Fuel/Air Stoichiometry vs Peak EGT?
 

I'm not 100% sure this belongs here but is a fuel related question...

Is anyone aware of a general chart or formula showing EGT vs actual stoichiometric air to fuel ratio in internal combustion engines? I am attempting some calculations about theoretical fuel burn and keep coming up with less fuel flow than expected for a given MAP.

My assumptions are that at a given MAP, the combustion chamber fills with ambient air and that the fuel metering device, be it a carburetor or fuel injection system, is in turn metering Fuel in based on the air flow. It seems that if I use the MAP as the basis for calculating the molar composition of the precombustion mixture, I get lower fuel flows than expected at a given engine speed.

I know that I could calculate this by playing around with adiabatic flame temperatures in the combustion chamber but quite frankly I am not trying to write an undergraduate engineering thesis, just understand the relationship of fuel:air mixture to EGT a little better.

Anyone know when we talk about peak EGT, just how close that is to the actual stoichiometric air requirement?

Fuel/Air Stoichiometry vs Peak EGT?
 

Remember from the 100% of the BTU?s that the fuel makes, you are only going to get about 30% of that energy that actually makes HP. From studies done at Lycoming .065 is around peak EGT. I believe .062 is stoichiometric.

Don

Don, thanks for the response. I think I figured out the error in my calculation and now am getting much more reasonable numbers when I use a molar ratio of 12.5:1 O2 to fuel (assuming isooctane as the fuel, which I know is not quite right). 12.5:1 happens to be the exact stoichiometric requirement for combustion of isooctane. When I adjust to a leaner or richer mixture, my calculations follow as one would expect from a fuel usage curve as found in an engine operator's manual. My numbers result in a calculated overall efficiency of about 28% relative to the heat of combustion of isooctane.

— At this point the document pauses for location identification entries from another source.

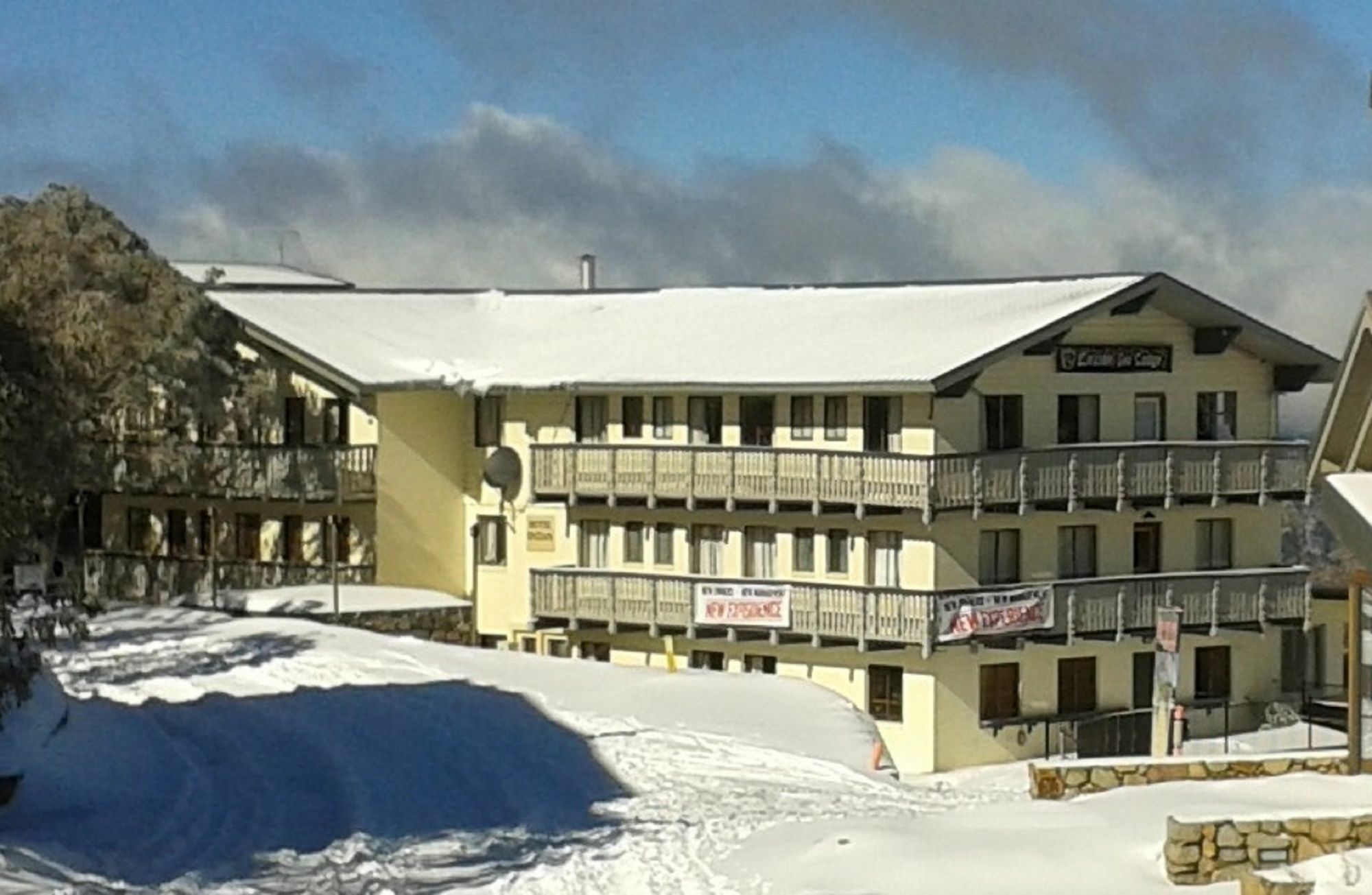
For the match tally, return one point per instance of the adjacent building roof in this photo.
(909, 335)
(274, 276)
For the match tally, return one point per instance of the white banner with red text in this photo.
(994, 612)
(743, 606)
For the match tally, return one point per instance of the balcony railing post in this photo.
(976, 489)
(1264, 477)
(1122, 484)
(1170, 479)
(1216, 478)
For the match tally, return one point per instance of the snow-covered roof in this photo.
(923, 335)
(256, 275)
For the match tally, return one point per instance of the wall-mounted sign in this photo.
(541, 537)
(1115, 359)
(994, 612)
(743, 606)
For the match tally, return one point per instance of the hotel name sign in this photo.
(1115, 359)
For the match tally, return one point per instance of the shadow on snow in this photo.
(147, 793)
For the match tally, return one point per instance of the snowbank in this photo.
(319, 600)
(28, 728)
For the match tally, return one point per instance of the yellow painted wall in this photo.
(960, 426)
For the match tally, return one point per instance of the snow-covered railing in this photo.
(1211, 601)
(147, 578)
(245, 471)
(1071, 477)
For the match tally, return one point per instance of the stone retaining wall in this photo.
(1204, 851)
(1071, 778)
(451, 626)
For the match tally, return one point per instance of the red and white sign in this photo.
(994, 612)
(743, 606)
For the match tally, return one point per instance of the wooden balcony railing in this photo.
(1069, 477)
(112, 575)
(245, 471)
(1098, 607)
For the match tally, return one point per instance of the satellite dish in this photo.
(504, 470)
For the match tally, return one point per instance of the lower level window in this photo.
(709, 659)
(490, 540)
(886, 688)
(595, 651)
(1001, 691)
(761, 665)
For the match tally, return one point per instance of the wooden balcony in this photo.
(143, 578)
(1094, 608)
(1068, 477)
(345, 473)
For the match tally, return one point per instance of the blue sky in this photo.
(477, 142)
(145, 77)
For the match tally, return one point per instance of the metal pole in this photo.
(1355, 718)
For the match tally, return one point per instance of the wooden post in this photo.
(1356, 582)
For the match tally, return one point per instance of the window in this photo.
(884, 559)
(490, 540)
(1303, 659)
(836, 559)
(1218, 416)
(707, 551)
(248, 536)
(592, 418)
(141, 537)
(1076, 685)
(1144, 678)
(593, 544)
(596, 651)
(1000, 560)
(803, 551)
(1078, 552)
(802, 418)
(344, 540)
(1005, 422)
(1215, 544)
(635, 537)
(1148, 548)
(882, 425)
(663, 534)
(205, 533)
(178, 533)
(1001, 691)
(761, 665)
(662, 418)
(293, 538)
(293, 420)
(707, 659)
(1079, 419)
(836, 418)
(757, 420)
(706, 416)
(337, 420)
(632, 415)
(886, 685)
(1150, 418)
(759, 552)
(490, 418)
(1212, 673)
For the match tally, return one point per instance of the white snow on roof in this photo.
(816, 335)
(256, 275)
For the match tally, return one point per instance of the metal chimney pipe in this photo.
(588, 271)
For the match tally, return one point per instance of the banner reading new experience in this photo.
(994, 612)
(740, 606)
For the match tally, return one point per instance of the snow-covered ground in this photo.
(215, 754)
(319, 600)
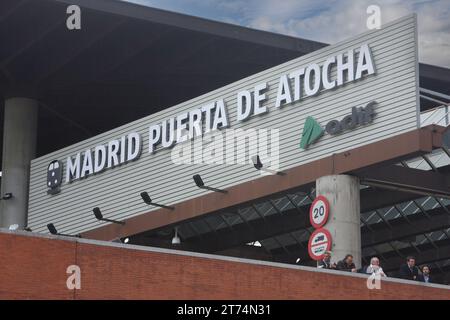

Now what I'm trying to do is figure out what stoichiometric ratio is implied by a "full rich" mixture setting. Obviously for a normally aspirated engine this will change based on altitude.

Again thanks for the response! What are the units on your numbers above or are they just fuel:air versus air:fuel (i.e. 1/the ratio I am using)? 1/12.5 = 0.08

Lycoming, peak at 0.065:



C.F. Taylor, from previous studies, peak about 0.066



The recent (relatively speaking) Swift fuel study done at the FAA's Hughes Technical Center is one of the few windows for folks like us, given that manufacturers like to label everything Top Secret.

It lists the calculated stoichiometric ratio for 100LL at 1/14.9, or 0.067. The graphs for baseline runs at various power settings (IO-540K) have peak EGT right around 1/15.2 (0.066).

Download here: http://www.tc.faa.gov/its/worldpac/techrpt/ar0853.pdf

As a practical matter, I just consider peak EGT to be stoich and carry on.

Ah, excellent, thank you! So with 15.2 being the empirical stoich for 100LL6, the average molecular weight (carbons in the chain) must be higher than straight octane, which makes sense since there are bound to be some other constituents in the blend. Anyone have a chemical analysis of 100LL? Taking into account that there are probably some esters and alcohols in there contributing oxygens of their own, the amount of carbon is probably even a bit higher.

I also now see that my ratio of 0.08:1 could be seen as the "best power" mixture as it represents the most fuel it is possible to burn under normally aspirated conditions. However, I would imagine there are not insignificant effects associated with the nitrogen content of the combustion air and other things like water vapor.

With straight Mogas (no ethanol) we figure 14.7 AFR is stoich and peak EGT which is .068 in the units on the charts.

The volumetric efficiency of an engine is rarely 100%. Generally less, but sometimes more. If you'e assuming you get 90.25 cubic inches of air into your 360's cylinder every time it goes down, that will throw off your oxygen molecule count calculations significantly. You need a table of volumetric efficiency or a direct measurement of air like a mass air flow meter to do this correctly.

Even more complicated: that volumetric efficiency usually depends, to some extent, on the intake air temperature. Just take a look at any manufacturer's power data as a function of temperature: it's more than just the air density changing.

Yes, my calcs right now are a first approximation to validate my method. I will tighten things up later to include this sort of concern. I have a factor in there but it is just set at one right now.

Things like the effects of valve overlap and incomplete exhaustion are in the future.